Direct Interaction of PP2A Phosphatase with GABA_B Receptors Alters Functional Signaling

Abstract

Addictive drugs usurp the brain's intrinsic mechanism for reward, leading to compulsive and destructive behaviors. In the ventral tegmental area (VTA), the center of the brain's reward circuit, GABAergic neurons control the excitability of dopamine (DA) projection neurons and are the site of initial psychostimulant-dependent changes in signaling. Previous work established that cocaine/methamphetamine exposure increases protein phosphatase 2A (PP2A) activity, which dephosphorylates the GABA_BR2 subunit, promotes internalization of the GABA_B receptor (GABA_BR) and leads to smaller GABA_BR-activated G-protein-gated inwardly rectifying potassium (GIRK) currents in VTA GABA neurons. How the actions of PP2A become selective for a particular signaling pathway is poorly understood. Here, we demonstrate that PP2A can associate directly with a short peptide sequence in the C terminal domain of the GABA_BR1 subunit, and that GABA_BRs and PP2A are in close proximity in rodent neurons (mouse/rat; mixed sexes). We show that this PP2A-GABA_BR interaction can be regulated by intracellular Ca²⁺. Finally, a peptide that potentially reduces recruitment of PP2A to GABA_BRs and thereby limits receptor dephosphorylation increases the magnitude of baclofen-induced GIRK currents. Thus, limiting PP2A-dependent dephosphorylation of GABA_BRs may be a useful strategy to increase receptor signaling for treating diseases.

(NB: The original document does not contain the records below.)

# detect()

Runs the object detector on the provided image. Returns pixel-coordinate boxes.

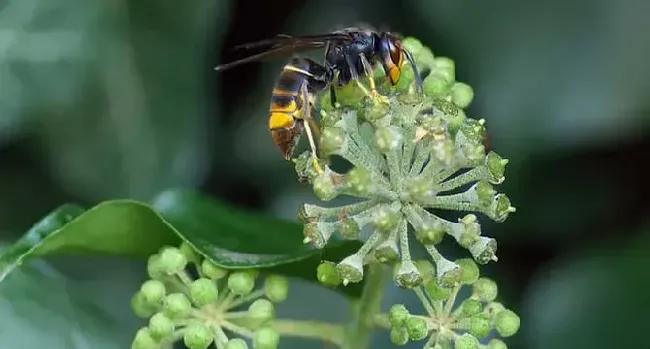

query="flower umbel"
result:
[388,259,520,349]
[294,38,515,288]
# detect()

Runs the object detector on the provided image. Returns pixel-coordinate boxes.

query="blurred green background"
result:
[0,0,650,349]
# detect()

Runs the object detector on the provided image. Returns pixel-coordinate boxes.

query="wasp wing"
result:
[233,33,352,50]
[215,33,352,71]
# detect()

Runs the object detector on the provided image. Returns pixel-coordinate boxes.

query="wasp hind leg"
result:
[302,85,324,174]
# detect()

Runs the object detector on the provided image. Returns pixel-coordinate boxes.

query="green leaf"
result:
[0,190,360,293]
[0,200,179,281]
[0,262,136,349]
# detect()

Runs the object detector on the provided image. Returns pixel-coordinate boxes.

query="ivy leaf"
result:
[0,261,135,349]
[0,190,360,294]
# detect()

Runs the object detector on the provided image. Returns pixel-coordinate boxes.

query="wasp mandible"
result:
[216,27,422,172]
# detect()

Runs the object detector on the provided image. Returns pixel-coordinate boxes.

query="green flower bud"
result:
[340,217,361,240]
[201,258,228,280]
[228,271,255,296]
[488,194,517,223]
[320,127,346,156]
[485,151,508,184]
[190,278,219,307]
[346,167,374,196]
[313,171,338,201]
[485,338,508,349]
[414,46,435,68]
[390,327,409,345]
[454,213,481,248]
[431,138,456,168]
[159,247,187,275]
[460,298,483,317]
[456,258,479,285]
[183,322,213,349]
[264,275,289,303]
[469,314,492,338]
[149,313,174,342]
[447,109,467,134]
[451,82,474,108]
[253,328,280,349]
[406,177,438,202]
[388,304,410,328]
[456,118,487,145]
[494,310,521,337]
[374,238,399,263]
[422,71,454,98]
[406,316,429,341]
[424,279,451,301]
[393,63,415,92]
[302,222,335,249]
[433,98,463,115]
[334,84,366,108]
[131,292,159,318]
[375,127,404,154]
[248,298,275,321]
[469,236,497,264]
[140,280,166,306]
[225,338,248,349]
[415,219,447,245]
[431,57,456,83]
[472,277,499,302]
[454,333,480,349]
[131,327,158,349]
[414,259,436,282]
[485,302,506,318]
[394,261,422,288]
[178,241,202,263]
[163,293,192,320]
[147,254,166,280]
[336,254,363,286]
[372,205,402,233]
[316,261,341,287]
[436,259,462,287]
[402,36,424,56]
[474,181,494,207]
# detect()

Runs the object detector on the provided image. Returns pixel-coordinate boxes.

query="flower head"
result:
[132,243,289,349]
[294,38,515,287]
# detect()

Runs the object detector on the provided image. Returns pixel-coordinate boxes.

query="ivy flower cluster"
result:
[132,243,289,349]
[294,38,515,288]
[388,258,520,349]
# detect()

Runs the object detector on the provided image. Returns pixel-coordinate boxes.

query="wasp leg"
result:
[301,85,323,173]
[330,84,336,108]
[360,53,390,103]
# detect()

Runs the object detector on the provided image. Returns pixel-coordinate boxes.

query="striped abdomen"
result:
[269,61,308,160]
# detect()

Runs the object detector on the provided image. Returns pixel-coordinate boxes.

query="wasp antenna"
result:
[402,48,424,94]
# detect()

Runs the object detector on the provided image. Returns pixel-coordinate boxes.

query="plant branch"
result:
[273,319,345,347]
[342,263,386,349]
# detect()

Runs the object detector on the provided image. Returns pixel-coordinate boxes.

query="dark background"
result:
[0,0,650,349]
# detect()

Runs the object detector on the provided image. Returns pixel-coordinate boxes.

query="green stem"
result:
[375,314,390,330]
[342,263,387,349]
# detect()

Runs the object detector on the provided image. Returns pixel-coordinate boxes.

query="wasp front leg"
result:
[301,85,323,173]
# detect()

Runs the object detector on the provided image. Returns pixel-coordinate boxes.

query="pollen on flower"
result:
[294,38,515,288]
[132,241,289,348]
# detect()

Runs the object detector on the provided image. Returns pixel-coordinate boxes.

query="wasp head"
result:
[378,32,405,85]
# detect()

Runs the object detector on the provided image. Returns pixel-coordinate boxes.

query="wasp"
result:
[216,27,422,172]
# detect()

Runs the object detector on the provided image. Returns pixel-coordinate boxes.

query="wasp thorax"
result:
[296,38,514,296]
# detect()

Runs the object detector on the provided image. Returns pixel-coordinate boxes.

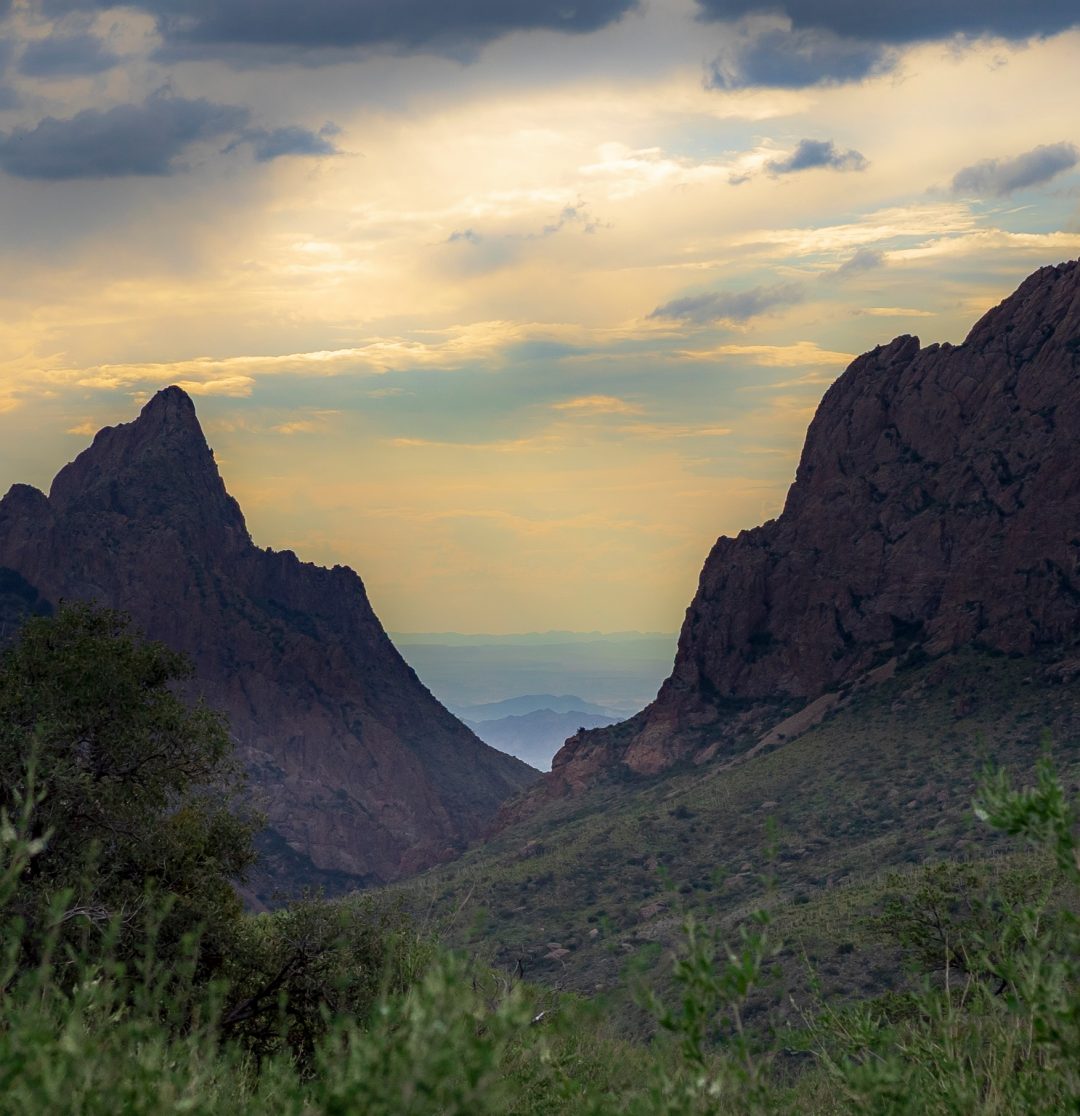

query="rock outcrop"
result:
[537,255,1080,793]
[0,387,536,888]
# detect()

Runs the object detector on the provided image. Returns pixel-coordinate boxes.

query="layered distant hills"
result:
[513,262,1080,795]
[0,387,537,892]
[417,262,1080,1004]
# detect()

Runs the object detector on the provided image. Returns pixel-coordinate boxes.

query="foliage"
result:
[813,760,1080,1116]
[0,604,260,966]
[0,612,1080,1116]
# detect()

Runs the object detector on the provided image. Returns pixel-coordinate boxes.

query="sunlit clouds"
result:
[0,0,1080,632]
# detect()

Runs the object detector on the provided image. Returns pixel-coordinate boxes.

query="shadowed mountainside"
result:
[526,261,1080,803]
[0,387,536,888]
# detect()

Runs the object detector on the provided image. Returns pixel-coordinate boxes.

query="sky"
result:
[0,0,1080,633]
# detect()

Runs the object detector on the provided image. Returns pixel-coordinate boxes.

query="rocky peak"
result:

SIGNIFICANCE STATEMENT Dysregulation of GABA_B receptors (GABA_BRs) underlies altered neurotransmission in many neurological disorders. Protein phosphatase 2A (PP2A) is involved in dephosphorylating and subsequent internalization of GABA_BRs in models of addiction and depression. Here, we provide new evidence that PP2A B55 regulatory subunit interacts directly with a small region of the C-terminal domain of the GABA_BR1 subunit, and that this interaction is sensitive to intracellular Ca²⁺. We demonstrate that a short peptide corresponding to the PP2A interaction site on GABA_BR1 competes for PP2A binding, enhances phosphorylation GABA_BR2 S783, and affects functional signaling through GIRK channels. Our study highlights how targeting PP2A dependent dephosphorylation of GABA_BRs may provide a specific strategy to modulate GABA_BR signaling in disease conditions.